I have heard: Mulla Nasruddin was training his boy, making him do push-ups. A neighbor asked: what are you doing, Nasruddin — this is too much for a ten-year-old? He said: I am making him strong so no boy can bully him. I have taught him nine tricks so he can set anyone straight. The neighbor said: do you think there are not stronger boys? Nasruddin said: there are — and for them I have taught him the tenth trick. What is that? The tenth is: run away in time. Use the nine only as long as he sees the matter is in hand. When he sees it is beyond him, use the tenth.

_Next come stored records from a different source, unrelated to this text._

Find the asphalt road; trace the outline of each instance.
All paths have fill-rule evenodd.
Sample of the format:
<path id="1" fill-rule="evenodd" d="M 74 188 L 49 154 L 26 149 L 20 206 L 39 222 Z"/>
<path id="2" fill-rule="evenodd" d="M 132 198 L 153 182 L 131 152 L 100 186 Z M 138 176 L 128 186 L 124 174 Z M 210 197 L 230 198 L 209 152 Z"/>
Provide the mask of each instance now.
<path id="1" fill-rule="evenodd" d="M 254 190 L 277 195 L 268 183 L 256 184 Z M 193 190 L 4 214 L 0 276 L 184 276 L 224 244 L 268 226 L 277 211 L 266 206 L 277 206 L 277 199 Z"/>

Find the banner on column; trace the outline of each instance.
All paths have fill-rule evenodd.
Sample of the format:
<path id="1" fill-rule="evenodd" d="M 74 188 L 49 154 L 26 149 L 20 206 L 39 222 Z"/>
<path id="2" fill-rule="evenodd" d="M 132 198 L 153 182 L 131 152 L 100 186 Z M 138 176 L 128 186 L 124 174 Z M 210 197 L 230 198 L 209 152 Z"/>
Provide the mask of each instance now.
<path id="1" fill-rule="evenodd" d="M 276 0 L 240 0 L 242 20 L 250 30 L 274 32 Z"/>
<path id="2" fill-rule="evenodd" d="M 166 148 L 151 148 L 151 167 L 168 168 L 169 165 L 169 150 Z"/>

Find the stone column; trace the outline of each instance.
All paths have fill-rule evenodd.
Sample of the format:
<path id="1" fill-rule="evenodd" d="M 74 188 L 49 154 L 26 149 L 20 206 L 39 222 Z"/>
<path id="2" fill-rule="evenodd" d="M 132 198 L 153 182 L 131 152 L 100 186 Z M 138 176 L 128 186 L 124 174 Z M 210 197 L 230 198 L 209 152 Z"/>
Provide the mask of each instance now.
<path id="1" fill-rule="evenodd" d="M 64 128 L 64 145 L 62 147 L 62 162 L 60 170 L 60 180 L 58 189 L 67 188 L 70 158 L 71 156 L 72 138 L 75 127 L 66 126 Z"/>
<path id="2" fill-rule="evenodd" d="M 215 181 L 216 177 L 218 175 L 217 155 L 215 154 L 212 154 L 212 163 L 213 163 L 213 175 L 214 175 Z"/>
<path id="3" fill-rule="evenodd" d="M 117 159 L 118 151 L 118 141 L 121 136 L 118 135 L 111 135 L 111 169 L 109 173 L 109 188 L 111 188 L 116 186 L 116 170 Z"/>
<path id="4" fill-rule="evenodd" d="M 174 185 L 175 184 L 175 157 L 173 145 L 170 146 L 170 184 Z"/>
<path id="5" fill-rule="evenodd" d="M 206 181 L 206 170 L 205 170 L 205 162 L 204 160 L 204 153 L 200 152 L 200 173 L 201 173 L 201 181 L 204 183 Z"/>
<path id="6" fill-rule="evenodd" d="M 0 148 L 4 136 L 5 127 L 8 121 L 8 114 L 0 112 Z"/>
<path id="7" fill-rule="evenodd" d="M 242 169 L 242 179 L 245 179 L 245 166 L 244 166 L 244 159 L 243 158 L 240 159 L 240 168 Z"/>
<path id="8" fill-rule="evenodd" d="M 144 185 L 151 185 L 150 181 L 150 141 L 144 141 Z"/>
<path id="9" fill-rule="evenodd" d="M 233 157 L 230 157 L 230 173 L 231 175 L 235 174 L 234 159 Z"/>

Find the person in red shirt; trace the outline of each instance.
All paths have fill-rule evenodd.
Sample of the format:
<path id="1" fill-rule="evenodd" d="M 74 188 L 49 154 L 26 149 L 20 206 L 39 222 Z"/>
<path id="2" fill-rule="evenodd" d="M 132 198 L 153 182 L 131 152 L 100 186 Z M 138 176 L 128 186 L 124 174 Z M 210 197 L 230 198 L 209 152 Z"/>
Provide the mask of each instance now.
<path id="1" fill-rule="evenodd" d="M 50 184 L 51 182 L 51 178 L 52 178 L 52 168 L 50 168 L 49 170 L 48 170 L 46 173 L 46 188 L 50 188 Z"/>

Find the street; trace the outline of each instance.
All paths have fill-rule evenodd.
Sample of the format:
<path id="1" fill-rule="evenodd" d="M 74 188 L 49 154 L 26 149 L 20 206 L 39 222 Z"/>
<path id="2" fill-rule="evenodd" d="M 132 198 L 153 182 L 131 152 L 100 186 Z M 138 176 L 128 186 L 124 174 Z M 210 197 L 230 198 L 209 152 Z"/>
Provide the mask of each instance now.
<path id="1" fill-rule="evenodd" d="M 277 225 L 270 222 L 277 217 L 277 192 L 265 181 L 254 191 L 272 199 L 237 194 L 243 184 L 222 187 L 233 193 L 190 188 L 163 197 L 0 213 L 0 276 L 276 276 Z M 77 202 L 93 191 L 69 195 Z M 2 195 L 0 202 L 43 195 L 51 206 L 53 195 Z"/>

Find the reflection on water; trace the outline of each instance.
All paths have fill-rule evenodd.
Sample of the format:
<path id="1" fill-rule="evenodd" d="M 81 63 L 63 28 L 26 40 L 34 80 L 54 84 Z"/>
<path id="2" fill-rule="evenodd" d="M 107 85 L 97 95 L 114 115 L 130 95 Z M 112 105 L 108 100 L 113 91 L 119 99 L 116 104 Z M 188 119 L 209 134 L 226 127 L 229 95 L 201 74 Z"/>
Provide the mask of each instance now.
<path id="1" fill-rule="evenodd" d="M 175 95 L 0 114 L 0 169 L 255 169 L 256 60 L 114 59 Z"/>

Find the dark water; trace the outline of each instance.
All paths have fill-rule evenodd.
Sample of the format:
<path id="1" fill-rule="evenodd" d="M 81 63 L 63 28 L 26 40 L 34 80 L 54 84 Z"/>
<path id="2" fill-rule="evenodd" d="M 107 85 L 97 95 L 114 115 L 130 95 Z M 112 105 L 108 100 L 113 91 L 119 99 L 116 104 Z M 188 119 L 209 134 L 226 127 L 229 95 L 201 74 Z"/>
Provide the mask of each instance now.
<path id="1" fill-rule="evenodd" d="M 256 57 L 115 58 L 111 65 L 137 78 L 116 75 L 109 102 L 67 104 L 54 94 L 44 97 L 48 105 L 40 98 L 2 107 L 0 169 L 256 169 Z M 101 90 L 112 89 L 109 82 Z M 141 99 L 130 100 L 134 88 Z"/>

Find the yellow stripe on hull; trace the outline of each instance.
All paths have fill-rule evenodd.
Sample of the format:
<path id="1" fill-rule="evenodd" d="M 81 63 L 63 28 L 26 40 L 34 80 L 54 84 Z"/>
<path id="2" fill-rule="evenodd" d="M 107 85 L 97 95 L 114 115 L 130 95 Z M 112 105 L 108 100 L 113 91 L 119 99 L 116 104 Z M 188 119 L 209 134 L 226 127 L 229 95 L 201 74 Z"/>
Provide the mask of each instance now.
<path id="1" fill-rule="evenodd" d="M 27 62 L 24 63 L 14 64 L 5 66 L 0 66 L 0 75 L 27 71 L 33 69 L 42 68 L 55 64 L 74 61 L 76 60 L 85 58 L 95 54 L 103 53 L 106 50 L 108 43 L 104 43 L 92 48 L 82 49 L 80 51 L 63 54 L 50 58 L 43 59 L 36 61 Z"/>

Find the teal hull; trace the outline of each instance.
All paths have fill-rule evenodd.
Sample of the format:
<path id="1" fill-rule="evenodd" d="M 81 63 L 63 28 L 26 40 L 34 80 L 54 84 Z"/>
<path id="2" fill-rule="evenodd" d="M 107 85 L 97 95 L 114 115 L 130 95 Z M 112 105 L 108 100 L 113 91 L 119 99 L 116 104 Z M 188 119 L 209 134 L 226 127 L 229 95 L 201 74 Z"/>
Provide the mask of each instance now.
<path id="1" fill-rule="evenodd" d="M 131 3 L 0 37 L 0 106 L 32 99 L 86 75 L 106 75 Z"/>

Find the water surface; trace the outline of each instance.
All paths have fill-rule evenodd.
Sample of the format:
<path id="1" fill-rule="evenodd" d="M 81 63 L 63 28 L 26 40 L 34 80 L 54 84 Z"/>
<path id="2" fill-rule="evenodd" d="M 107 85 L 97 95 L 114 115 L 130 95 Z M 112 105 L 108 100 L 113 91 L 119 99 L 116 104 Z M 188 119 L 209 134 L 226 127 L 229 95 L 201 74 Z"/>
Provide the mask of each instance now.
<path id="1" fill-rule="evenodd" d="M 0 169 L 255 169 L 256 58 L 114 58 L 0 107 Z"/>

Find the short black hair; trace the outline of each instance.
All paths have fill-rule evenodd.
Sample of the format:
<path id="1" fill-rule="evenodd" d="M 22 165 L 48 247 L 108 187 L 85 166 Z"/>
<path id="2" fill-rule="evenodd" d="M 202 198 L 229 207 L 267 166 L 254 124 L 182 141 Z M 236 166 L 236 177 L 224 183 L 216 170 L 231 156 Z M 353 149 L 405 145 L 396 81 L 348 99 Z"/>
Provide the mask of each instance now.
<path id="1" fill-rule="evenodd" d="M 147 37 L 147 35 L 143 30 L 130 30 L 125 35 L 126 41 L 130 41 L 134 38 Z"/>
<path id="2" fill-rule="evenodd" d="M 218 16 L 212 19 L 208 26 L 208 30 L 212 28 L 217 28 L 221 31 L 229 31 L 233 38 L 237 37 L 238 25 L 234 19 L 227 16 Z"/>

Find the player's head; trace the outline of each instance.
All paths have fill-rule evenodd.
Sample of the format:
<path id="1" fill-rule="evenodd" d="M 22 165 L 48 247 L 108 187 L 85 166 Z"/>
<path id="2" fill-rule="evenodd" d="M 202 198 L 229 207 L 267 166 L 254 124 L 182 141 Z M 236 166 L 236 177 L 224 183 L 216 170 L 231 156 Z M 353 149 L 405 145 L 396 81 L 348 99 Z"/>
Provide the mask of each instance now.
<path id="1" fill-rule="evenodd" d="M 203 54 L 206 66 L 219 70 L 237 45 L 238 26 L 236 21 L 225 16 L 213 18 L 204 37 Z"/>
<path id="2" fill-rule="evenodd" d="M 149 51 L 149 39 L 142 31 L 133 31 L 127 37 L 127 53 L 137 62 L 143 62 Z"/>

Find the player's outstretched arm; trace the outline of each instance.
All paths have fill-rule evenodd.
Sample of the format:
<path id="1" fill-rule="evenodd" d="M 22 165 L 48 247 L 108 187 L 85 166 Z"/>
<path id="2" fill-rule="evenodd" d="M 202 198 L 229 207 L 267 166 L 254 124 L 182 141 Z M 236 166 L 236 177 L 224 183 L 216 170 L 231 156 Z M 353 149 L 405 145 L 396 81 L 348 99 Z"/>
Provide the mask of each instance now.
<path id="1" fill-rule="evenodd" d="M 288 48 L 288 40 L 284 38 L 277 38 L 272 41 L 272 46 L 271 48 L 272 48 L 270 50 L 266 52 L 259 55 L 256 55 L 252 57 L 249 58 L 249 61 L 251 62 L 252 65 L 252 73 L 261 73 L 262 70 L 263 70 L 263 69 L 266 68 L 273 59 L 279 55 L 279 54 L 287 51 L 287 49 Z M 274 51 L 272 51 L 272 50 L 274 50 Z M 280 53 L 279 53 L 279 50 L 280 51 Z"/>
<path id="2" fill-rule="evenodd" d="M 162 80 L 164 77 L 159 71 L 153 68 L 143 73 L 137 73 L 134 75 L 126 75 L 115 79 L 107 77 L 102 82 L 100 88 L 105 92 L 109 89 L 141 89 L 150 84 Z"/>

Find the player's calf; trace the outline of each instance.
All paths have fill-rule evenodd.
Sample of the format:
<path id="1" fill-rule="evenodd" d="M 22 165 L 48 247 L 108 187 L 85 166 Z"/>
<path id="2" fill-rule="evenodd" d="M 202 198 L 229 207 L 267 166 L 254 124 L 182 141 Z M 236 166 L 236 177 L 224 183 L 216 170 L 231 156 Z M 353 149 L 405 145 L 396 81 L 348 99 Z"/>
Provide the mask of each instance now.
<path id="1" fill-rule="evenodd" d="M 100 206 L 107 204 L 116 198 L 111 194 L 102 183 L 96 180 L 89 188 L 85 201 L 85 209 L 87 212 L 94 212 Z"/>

There are two strategies in conflict: fight or flight. Man thinks running away is bad. Not in our land. We have given Krishna a name: Ranchhod Das — the one who left the battlefield. We even say ‘ji’ — honorific. Wise were those who gave this name. Otherwise, if you call someone Ranchhod Das, there will be a fight — you left the battlefield! But the intelligent person does not go to extremes; he does what is appropriate, balanced. Therefore Krishna could flee, and we did not insult him. It is astonishing. There is no reason to. Because sometimes fleeing is meaningful, sometimes fighting is.
‘Some break, some fall. The sage avoids excess.’
He does not live by rigid principles — ‘This is how I shall live’. He lets life flow and flows with it. Sometimes this shore, sometimes that. Sometimes in defeat, sometimes in victory. Sometimes he falls, sometimes he does not. Sometimes weak, sometimes strong. Before some he is wise; before some, simple. Before some beautiful; before some, ugly. But he does not choose a goal. He moves between the two.
‘The sage avoids excess, shuns waste.’
He avoids waste. We waste much. Imitation is waste — you can never be another. The energy you lose is lost in vain.
‘And avoids arrogance.’
Because it is by the demand of ego that we want to be like another. If we feel Krishna is honored, we want to be like Krishna. If we feel Einstein is honored, we want to be Einstein. If we feel an actor is honored, we want to be an actor. But why? The one who is honored — to be like him becomes the demand of our ego.
But the sage avoids ego, waste, and excess. Whoever avoids these three — in one sense, they are one — whoever avoids them attains supreme peace, nature, the Tao. He falls into his own swabhava.
Avoid interference — with others, and with yourself.
That is enough for today. Wait for five minutes, do kirtan.